From Ukraine village, new evidence on downing of flight MH17

Villagers in eastern Ukraine have told Reuters they saw a missile flying directly overhead just before Malaysian airliner MH17 was shot out of the sky on July 17 last year, providing the most detailed accounts to date that suggest it was fired from territory held by pro-Russian rebels. The accounts from four villagers of Chervonyi Zhovten, which was then, and is now, controlled by the rebels, are significant because they indicate the rocket was in the early stages of its flight path. That would mean it must have been launched from rebel ground nearby, challenging the suggestion of Moscow and the separatists that the plane was brought down by the Ukrainian military.

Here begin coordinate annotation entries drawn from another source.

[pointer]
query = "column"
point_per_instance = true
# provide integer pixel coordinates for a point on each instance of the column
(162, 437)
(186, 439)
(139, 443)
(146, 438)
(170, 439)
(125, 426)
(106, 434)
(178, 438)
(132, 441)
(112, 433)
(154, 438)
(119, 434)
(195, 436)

You can come up with whatever you want. The most that we, the rebels, were operating is the PZRK (shoulder-launched missile system). The ceiling for the PZRK is up to 4 km.

Pro-Russian rebel commander Andrei Purgin

Until now, videos, photographs and accounts from residents have pointed to a BUK battery being delivered to the rebel-held town of Snizhne, 7 km north of Chervonyi Zhovten, on July 17, and then driven away from the area some time later. Its precise location at the time the plane was shot down has never been confirmed. Now one of the villagers has told Reuters that a missile battery was positioned in a field near Chervonyi Zhovten on the day the Malaysia Airlines Boeing 777, en route from Amsterdam to Kuala Lumpur, crashed to earth. A former rebel fighter corroborated this. Ukraine’s defense ministry declined to comment for this story. A top rebel commander, Andrei Purgin, said the separatists did not have any weapon capable of downing a plane at cruise altitude.

I saw it was flying, flew right over me. I saw smoke in the sky, then I heard an explosion and I saw a huge blue (cloud of) smoke.

Villager Olga Krasilnikova, 30, said she saw a rocket, some time between 4 and 5 p.m.